Hypermetabolism could be seen in patients with primary sclerosing cholangitis or known granulomatous disease as well as biliary stents, which could mimic neoplasm.
Discussion
For cholangiocarcinoma, PET-CT shows significantly higher accuracy over CT in the diagnosis of regional lymph nodes (75.9 % vs. 60.9 %, p = 0.004) and distant metastases (88.3 % vs. 78.7 %, p = 0.004). There is no significant advantage of PET-CT over multi-detector CT (MDCT) for the diagnosis of a primary biliary tumor. FDG PET was shown to change management in 30 % of patients with CC. Additionally, FDG PET-CT is useful in patients with CC (except for infiltrating type) for detection of recurrent disease and for assessment of treatment response.
Case 5.4
History
A 73-year-old woman with recently discovered pancreatic head mass .
Findings
There is a 7 × 7 × 4 cm hypermetabolic pancreatic head mass with a SUVmax of 13 (Fig. 5.4).
Fig. 5.4
Pearls and Pitfalls
For accurate staging of pancreatic carcinoma, the size of the tumor, relationship to adjacent vessels, and invasion of nearby tissue and spread of disease outside the pancreas must be assessed. Endoscopic ultrasound (EUS) has been found to be more accurate than CT in local staging of pancreatic malignancies and in predicting vascular invasion and resectability.
Pancreatic cancer spreads to regional lymph nodes followed by the liver and lung. Osseous metastases are rare.

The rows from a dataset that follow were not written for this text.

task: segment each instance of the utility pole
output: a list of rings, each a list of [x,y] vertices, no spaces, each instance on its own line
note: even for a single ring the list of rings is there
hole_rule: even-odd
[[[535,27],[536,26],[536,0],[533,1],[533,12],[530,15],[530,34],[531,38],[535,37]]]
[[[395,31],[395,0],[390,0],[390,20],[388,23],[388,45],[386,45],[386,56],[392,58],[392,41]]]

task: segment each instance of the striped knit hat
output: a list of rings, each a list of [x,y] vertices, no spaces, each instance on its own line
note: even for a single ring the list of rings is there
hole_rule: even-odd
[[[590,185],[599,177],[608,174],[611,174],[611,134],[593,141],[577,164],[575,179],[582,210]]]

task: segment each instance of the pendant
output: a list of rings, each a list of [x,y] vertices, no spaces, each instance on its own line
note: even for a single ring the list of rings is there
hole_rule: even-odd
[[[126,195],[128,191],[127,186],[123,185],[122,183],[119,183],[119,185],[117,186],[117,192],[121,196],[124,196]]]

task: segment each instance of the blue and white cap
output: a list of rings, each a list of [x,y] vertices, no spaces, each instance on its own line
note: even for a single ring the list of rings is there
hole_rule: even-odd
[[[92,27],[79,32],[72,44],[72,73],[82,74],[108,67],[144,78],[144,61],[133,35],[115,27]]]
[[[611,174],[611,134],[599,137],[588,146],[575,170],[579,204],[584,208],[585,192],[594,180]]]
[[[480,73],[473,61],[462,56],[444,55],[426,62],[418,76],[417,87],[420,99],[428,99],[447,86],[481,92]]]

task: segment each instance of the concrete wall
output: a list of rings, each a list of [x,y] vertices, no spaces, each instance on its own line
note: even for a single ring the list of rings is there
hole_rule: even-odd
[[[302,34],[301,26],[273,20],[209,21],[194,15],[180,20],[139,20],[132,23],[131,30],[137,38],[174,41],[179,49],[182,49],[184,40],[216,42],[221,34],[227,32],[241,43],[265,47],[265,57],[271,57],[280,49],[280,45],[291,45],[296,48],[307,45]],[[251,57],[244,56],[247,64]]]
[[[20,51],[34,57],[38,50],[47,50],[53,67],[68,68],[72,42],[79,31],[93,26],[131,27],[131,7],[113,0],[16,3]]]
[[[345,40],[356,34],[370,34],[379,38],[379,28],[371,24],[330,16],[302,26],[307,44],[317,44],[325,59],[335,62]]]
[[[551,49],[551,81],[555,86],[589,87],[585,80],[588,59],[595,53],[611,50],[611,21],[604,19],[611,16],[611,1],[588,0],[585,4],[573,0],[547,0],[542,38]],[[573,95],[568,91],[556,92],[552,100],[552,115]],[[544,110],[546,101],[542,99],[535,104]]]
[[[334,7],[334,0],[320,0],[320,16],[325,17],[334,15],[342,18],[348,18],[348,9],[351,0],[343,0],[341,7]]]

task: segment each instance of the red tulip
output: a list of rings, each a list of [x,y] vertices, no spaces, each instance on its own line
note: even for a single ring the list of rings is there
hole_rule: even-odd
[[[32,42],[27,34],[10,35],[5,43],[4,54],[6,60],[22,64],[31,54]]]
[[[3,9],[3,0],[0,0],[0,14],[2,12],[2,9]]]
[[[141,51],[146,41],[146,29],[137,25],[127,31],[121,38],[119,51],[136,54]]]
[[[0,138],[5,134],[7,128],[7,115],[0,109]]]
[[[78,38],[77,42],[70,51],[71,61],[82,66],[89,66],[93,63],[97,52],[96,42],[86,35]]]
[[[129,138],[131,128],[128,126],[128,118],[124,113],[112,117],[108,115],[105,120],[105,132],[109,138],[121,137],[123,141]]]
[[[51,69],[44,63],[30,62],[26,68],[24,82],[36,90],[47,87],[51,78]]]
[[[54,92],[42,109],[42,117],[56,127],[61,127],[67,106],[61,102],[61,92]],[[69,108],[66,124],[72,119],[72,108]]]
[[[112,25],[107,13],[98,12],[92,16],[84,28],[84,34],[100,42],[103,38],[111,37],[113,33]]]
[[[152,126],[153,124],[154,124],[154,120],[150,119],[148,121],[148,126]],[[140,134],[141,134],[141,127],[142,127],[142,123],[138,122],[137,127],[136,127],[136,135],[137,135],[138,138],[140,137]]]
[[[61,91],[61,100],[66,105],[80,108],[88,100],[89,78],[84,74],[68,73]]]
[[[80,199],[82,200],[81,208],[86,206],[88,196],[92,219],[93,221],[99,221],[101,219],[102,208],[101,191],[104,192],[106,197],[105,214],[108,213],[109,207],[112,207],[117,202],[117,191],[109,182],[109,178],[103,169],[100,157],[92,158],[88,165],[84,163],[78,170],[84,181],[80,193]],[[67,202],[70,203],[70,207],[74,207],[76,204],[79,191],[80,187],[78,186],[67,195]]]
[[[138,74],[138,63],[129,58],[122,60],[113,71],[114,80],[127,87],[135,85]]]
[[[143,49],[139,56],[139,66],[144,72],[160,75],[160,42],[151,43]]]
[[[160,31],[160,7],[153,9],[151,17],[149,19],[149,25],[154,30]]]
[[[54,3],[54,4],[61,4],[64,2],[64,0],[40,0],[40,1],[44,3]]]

PET can reliably detect hepatic, peritoneal, and other distant metastases that are at least 1 cm.
Discussion
The pancreatic head is defined as the segment to the right of the left border of the superior mesenteric vein (SMV) . The body extends from the left border of the SMV to the left border of the aorta. The narrow segment between the head and body is defined as the neck. The segment of pancreas posterior to the SMV is the uncinate process. PET-CT is helpful in differentiating benign and malignant pancreatic masses using a SUVmax cutoff of 2.5.
Case 5.5
History
Patient had a Whipple procedure for moderately differentiated pancreatic adenocarcinoma . PET-CT performed to assess response following chemotherapy.
Findings
There is peripheral increased FDG uptake at the liver surface (Fig. 5.5) with SUVmax up to 5.3 consistent with peritoneal carcinomatosis. Some of the foci of hypermetabolism demonstrate no CT correlate and some show peritoneal thickening or nodularity.
Fig. 5.5
Pearls and Pitfalls
Peritoneal metastases can appear to lie within the liver. Careful evaluation of the coronal and sagittal images is helpful in differentiating peritoneal implants from peripheral hepatic lesions particularly if the peritoneal deposits are not evident on CT.
Discussion
Tumors that may involve the peritoneal cavity include malignant peritoneal mesothelioma, pseudomyxoma peritonei, and metastases from the stomach, colon, appendix, gallbladder, pancreas, ovary, breast, lung, uterus, and lymphoma. CT has a sensitivity of 43 % and positive predictive value of 100 % for evaluation of peritoneal carcinomatosis, while PET-CT has a sensitivity of 78 % and positive predictive value of 96 %.
Case 5.6
History
Patient with moderately differentiated adenocarcinoma of the ampulla who is status post hepaticojejunostomy, right hemicolectomy, and partial hepatectomy in February 2010 had his last chemotherapy dose 2 months ago.
Findings
Patient had interval progression of right paratracheal and precarinal adenopathy and interval development of multiple right axillary and subpectoral nodes.
Pearls and Pitfalls
The histological differentiation of periampullary cancer is more important than the anatomical location. Pancreatobiliary histology carries a worse prognosis than intestinal histology in periampullary cancers.
Discussion
Periampullary cancers can arise from the pancreas, duodenum, distal common bile duct (CBD), or the ampullary duct. Ampullary carcinoma most commonly presents as obstructive jaundice in 80 % of patients and is treated with a Whipple procedure (pancreaticoduodenectomy). Pneumonia, abdominal infection, anastomotic leaks, and delayed gastric emptying are the most common complications following a Whipple procedure.